そして「前後の条」も1つずつチラ見します。例外や定義が隣にいることが多いので。

Step5:見つけた内容を「1行」に潰す(ここが一番効く)

私のメモはいつもこれです。

AならB。ただしC。

例)

  • 契約前に説明が必要(ただし…)
  • 一定の場合は許可(ただし…)
  • 原則はこれ、例外はこっち

"自分の言葉の1行"にすると、次に迷いません。

Step6:その場で「同タイプ」を1問だけ探す

条文を引いたら、同じテーマの過去問を1問だけ解きます。これで"引いた条文"が点数に変わる

Step7:翌日に「3分だけ」引き直す

復習は長くやりません。翌日に3分だけ引き直して、メモ(AならB。ただしC)を見直す。これで定着します。

うまく引けない時の"あるある"と回避

あるある①:用語が違ってて当たらない

試験問題は、条文の言い回しとズレてることがあります。

  • 「説明」↔「告知」「交付」
  • 「許可」↔「認可」「届出」
  • 「解除」↔「取消」

当たらない時は、同義語を1つだけ試す。

あるある②:法じゃなくて「施行令・施行規則」にいる

細かい数字や手続は、そっちにいることが多いです。法で見つからなければ「施行令」も疑う(ただし沼り過ぎない)。
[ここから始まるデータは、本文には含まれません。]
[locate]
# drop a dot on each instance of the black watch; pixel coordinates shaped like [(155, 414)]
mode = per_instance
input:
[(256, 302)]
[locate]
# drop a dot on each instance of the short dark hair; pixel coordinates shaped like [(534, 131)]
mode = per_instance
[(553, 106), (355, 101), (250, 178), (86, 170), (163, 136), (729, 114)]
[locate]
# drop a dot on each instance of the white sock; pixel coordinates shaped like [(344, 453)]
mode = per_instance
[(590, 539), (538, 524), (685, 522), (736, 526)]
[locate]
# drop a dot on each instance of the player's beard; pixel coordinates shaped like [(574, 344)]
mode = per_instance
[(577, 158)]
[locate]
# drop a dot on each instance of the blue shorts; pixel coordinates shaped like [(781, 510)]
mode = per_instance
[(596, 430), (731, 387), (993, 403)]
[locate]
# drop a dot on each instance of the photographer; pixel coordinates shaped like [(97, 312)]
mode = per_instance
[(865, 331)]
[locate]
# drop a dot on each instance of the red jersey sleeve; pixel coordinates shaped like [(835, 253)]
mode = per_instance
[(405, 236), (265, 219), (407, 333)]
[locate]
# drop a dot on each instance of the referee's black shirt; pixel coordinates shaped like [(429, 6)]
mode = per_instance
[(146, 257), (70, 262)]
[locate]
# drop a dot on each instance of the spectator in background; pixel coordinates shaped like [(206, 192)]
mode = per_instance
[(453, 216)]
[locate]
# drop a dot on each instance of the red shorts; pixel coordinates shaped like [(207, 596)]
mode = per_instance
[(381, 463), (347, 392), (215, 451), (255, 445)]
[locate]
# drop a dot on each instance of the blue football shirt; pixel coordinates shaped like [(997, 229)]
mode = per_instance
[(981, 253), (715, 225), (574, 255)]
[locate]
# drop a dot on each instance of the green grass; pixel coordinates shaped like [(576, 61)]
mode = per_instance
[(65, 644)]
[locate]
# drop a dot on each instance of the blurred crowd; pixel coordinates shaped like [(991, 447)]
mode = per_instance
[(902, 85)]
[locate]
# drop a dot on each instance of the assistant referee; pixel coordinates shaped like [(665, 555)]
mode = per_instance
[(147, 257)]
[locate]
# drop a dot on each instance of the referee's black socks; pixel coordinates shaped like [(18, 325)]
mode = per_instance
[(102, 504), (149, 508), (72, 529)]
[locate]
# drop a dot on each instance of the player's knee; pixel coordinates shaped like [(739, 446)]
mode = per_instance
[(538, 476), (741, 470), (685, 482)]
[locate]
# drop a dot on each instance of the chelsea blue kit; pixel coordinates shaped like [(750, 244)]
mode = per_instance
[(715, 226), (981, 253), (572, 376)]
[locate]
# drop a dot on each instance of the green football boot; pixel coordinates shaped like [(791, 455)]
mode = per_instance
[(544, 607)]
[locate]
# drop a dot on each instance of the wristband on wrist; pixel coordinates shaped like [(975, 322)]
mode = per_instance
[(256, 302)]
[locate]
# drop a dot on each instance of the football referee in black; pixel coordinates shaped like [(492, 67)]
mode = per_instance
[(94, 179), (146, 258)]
あるある③:読んで分かった気になる(でも次に解けない)

これ、模試で一番多いです。必ず「1行メモ(AならB。ただしC)」に落とす。ここが勝ち筋。

試験への落とし込み:条文検索は"ミスの種類"を減らす道具

条文を引けるようになると、ミスがこう変わります。

× なんとなく不安で落とす

根拠に戻って、主語・例外・期限を確認して取る

宅建は、この差が積み上がります。